How long has it been? How much time have you wasted? At this point, you’d take anything, even a chimney to climb up. While it’s not what you want, you do eventually find an odd sight. Flickering light comes from a door in the dark, bleeding weakly through its cracks and spilling from the gap at its base; one room occupied out of all the lifeless ones. You creep up to it and listen close at its surface, picking up the sound of a quiet conversation. The words are lost to the thickness of the door, but sound too close to risk opening the latch. Soft murmured words come from a woman’s throat, occasionally answered by a man’s terse responses. They’re close to each other, and intimate in tone; a man and a woman snuck away, into the dark and private part of a grand old building. You doubt they’re hear for the same reason you are.

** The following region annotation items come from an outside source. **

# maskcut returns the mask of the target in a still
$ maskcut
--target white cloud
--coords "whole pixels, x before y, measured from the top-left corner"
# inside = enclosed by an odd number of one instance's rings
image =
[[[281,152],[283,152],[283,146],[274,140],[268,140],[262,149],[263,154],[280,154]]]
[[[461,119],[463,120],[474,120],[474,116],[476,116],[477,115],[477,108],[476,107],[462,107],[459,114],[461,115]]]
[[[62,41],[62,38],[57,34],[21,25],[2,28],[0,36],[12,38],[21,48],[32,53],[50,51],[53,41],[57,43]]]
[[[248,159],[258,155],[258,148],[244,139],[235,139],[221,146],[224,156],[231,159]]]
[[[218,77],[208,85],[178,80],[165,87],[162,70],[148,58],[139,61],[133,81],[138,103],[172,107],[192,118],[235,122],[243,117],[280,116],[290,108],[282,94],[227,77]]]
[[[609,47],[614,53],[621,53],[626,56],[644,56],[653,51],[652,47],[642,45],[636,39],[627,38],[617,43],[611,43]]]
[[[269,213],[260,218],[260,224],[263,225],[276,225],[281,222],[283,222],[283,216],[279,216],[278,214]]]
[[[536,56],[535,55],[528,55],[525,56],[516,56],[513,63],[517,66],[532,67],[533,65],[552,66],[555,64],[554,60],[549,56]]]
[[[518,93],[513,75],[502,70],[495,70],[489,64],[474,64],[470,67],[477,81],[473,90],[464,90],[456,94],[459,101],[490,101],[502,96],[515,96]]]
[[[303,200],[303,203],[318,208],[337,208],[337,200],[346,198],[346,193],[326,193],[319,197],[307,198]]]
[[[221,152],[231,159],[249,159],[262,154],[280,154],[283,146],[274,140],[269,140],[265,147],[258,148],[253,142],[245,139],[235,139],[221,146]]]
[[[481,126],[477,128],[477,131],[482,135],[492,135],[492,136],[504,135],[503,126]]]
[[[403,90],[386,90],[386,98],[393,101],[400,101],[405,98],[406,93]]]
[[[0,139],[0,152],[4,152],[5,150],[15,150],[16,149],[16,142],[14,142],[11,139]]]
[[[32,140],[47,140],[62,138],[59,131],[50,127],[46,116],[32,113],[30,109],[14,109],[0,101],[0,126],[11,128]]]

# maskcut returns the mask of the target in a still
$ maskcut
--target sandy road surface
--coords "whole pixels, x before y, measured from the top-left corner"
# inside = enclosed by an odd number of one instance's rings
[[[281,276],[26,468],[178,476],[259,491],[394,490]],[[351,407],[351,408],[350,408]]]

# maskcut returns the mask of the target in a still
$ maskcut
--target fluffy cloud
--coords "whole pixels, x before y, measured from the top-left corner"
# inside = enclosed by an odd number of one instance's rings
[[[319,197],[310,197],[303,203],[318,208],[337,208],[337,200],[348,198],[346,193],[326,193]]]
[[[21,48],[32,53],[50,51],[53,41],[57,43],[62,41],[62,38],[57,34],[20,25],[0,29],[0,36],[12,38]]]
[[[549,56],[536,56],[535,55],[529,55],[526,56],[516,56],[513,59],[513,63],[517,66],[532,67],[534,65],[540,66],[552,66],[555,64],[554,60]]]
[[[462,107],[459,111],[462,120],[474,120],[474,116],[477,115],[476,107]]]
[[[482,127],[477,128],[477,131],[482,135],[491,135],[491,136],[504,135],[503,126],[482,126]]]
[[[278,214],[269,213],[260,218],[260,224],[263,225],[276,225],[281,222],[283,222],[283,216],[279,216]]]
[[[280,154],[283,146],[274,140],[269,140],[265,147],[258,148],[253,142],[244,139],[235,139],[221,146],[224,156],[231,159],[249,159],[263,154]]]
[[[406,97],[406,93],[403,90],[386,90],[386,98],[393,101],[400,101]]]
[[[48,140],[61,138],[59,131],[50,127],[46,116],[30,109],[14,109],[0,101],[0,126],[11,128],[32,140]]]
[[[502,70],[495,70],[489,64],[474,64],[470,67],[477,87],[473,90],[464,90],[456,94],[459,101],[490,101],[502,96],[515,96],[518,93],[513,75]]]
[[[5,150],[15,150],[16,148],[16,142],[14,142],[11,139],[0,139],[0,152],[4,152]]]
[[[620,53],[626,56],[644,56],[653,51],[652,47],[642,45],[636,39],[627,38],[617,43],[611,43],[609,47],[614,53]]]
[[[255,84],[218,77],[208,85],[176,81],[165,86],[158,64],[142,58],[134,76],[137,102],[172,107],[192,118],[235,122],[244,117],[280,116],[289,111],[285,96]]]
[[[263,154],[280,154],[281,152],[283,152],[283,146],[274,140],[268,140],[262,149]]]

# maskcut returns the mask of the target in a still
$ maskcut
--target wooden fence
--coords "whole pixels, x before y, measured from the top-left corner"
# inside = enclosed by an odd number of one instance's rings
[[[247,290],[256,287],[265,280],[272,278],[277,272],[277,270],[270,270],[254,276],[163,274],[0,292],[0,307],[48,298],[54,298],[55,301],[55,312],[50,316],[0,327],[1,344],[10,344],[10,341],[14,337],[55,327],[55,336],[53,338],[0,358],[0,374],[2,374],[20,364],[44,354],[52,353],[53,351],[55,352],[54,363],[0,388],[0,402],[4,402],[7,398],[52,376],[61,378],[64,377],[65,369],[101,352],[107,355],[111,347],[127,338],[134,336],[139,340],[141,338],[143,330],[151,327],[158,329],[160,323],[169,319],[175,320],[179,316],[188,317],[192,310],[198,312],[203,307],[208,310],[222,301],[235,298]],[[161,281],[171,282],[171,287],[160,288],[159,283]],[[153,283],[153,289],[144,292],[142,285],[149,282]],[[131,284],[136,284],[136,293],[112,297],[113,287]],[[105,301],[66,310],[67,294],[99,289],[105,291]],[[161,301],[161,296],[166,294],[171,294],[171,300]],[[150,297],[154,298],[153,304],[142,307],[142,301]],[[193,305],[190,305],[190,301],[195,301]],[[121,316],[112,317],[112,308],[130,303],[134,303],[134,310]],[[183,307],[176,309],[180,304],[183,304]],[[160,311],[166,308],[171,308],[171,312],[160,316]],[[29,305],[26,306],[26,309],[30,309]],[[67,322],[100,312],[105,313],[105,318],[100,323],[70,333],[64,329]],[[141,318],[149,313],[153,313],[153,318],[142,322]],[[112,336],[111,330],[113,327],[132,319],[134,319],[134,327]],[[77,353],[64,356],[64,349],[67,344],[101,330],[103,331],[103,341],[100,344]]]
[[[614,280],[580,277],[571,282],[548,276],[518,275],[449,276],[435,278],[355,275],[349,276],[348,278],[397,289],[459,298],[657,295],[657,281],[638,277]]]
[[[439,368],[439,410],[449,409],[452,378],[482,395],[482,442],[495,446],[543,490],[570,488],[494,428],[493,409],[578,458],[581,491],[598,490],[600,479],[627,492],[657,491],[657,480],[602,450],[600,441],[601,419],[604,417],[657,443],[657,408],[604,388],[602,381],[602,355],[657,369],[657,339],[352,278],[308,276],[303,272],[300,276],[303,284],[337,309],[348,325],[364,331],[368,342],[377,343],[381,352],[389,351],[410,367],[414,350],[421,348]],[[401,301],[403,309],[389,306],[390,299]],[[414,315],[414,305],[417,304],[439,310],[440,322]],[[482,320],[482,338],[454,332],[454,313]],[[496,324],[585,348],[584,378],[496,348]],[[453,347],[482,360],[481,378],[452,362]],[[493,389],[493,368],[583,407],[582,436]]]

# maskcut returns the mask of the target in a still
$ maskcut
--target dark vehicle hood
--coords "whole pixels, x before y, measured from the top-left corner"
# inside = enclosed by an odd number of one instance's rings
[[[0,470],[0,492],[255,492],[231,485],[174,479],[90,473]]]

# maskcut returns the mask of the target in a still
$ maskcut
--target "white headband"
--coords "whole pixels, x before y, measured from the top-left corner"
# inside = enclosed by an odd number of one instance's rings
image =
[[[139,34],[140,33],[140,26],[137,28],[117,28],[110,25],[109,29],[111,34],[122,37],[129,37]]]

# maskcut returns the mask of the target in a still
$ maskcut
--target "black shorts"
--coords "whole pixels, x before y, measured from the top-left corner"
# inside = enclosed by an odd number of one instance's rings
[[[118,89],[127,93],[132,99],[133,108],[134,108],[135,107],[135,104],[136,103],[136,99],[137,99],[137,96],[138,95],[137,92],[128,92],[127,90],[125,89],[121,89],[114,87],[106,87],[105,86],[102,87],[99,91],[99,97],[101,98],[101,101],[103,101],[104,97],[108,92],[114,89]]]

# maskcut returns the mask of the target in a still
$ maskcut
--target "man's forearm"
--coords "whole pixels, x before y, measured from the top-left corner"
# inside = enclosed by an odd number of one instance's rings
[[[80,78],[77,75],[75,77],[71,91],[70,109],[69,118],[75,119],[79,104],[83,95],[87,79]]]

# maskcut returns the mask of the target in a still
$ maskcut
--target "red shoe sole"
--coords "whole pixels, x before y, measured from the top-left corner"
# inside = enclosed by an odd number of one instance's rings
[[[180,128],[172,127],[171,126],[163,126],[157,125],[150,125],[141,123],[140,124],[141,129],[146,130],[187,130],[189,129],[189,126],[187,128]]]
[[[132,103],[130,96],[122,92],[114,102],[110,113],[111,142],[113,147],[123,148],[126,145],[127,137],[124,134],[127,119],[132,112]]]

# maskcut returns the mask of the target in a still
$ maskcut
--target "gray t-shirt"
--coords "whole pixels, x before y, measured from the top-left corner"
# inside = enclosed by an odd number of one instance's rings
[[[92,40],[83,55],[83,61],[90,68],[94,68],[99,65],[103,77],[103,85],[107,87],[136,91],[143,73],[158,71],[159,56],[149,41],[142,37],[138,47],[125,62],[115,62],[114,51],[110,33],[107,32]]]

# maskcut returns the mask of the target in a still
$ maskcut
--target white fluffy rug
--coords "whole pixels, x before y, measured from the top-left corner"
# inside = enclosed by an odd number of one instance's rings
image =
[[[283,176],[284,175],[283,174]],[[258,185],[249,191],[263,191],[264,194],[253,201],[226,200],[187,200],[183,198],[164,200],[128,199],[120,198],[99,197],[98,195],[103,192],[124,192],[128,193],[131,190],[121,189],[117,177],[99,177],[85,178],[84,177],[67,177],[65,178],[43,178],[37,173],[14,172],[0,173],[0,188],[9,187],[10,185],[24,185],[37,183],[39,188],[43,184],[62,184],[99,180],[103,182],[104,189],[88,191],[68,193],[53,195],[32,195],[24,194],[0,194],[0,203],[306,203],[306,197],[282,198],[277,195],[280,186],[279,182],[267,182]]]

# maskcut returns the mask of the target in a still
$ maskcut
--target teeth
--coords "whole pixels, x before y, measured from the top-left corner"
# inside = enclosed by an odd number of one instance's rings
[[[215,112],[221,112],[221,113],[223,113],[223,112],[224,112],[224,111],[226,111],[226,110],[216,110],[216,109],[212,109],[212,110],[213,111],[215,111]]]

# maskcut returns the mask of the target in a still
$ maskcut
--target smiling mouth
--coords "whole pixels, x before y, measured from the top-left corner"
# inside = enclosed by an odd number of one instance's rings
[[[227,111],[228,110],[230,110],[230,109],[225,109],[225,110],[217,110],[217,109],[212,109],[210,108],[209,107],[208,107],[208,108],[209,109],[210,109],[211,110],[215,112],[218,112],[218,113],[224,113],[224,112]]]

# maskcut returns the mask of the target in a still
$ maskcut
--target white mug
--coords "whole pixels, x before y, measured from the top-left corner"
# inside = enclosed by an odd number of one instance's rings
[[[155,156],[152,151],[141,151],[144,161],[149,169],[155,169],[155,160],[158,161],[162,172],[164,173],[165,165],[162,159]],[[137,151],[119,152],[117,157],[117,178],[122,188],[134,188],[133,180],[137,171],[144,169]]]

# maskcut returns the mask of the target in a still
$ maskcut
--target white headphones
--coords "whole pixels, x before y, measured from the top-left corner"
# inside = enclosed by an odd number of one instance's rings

With no sense hanging around where they could come upon you, you back away from the door and reluctantly look to the next one. It’s then that it happens. A scream, sawing through the house and its walls from some grim distance away, muffled for the journey, but raw in its pain and intensity. It’s a woman’s scream, coming from…somewhere; you’re tempted to say somewhere above, but that’s not quite right. A lull of quiet -the space of a breath- and the scream sounds again, a broken cry, whatever **** suffered clearly an ongoing one.
“You go captain.”
You jump at the woman’s voice, no longer mumbled and sounding frightfully close as a result. You don’t understand what she means, especially by the congratulatory tone in her voice, so at odds with the distant yelling. Could her Captain be the one hurting that woman? Perhaps the speaker is a crew-woman, either of Captain Washkin or the man you saw walking behind her; the subordinate captain that captain Washkin is here to meet .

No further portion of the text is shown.